The saddest part is that there has been no accountability for those who made the decision to torture, from Mitchell and Jessen all the way up to Cheney and Bush (who claimed as president that the US would never torture). Worse is the string of lies the CIA told not only to the public but in private to the White House. One can only conclude that the reason they kept their actions secret from even the president was because they knew they were wrong and counterproductive. The level of deceit and misinformation from the CIA to those who were supposed to oversee their activities sounds criminal to me, but none of the agency’s directors (e.g. Michael Hayden, Porter Goss, George Tenet) or underlings has been charged or held responsible.
Unfortunately, the Obama administration didn’t take action against any of the architects of the torture-is-good policy. Although the president told a TV outlet the techniques “constituted torture in my mind” and were a betrayal of American values, he also issued a written statement praising the CIA employees as “patriots” to whom “we owe a profound debt of gratitude” for trying to protect the country. That was just Obama playing politics, trying not to look like he was the enemy of the CIA. But there is nothing wrong with calling out and prosecuting wrongdoing within our government.

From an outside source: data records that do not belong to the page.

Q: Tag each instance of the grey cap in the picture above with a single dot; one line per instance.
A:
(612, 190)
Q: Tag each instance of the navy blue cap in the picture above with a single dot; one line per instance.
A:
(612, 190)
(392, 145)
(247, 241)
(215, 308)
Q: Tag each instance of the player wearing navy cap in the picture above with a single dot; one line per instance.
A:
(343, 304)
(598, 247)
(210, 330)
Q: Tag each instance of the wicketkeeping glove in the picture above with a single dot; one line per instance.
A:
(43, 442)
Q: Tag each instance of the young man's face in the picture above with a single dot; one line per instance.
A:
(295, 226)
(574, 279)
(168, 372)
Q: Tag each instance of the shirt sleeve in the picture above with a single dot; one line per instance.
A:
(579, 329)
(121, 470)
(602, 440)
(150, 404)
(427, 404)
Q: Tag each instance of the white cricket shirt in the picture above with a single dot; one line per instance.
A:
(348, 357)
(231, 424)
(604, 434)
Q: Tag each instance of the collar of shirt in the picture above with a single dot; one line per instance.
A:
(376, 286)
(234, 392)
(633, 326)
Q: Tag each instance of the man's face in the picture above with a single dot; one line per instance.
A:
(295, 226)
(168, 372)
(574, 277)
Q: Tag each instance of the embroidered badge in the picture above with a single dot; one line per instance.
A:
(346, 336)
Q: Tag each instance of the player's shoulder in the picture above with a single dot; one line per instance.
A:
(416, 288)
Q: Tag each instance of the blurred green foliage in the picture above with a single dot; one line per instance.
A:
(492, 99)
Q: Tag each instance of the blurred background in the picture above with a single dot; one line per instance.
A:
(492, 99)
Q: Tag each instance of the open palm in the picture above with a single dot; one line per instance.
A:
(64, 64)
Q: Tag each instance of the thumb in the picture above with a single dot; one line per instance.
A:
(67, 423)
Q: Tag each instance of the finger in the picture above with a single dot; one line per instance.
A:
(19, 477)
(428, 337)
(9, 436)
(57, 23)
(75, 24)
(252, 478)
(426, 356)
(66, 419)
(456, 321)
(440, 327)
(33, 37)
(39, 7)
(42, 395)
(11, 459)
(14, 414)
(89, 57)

Here’s a simple test to take: how would you react if these torture protocols were used against an American held hostage by Al Qaeda? How did you feel every time Isis posted video of another American being beheaded? If that turned your stomach, if it made you think the enemy was inhuman, it if violated everything you believe is right, then how can you possibly condone it being done by Americans, and how can you not consider these actions to be war crimes?
In our current political environment, I’m not sure how many Americans will go to movie theaters to see a docudrama about an investigation into the CIA’s more-than-misguided approach to counterterrorism. It might have reached a larger audience as an HBO or Netflix movie.
Nonetheless, I found “The Report” very compelling. I give it a 9 out of 10. It will be on my Best Movies Of 2019 list.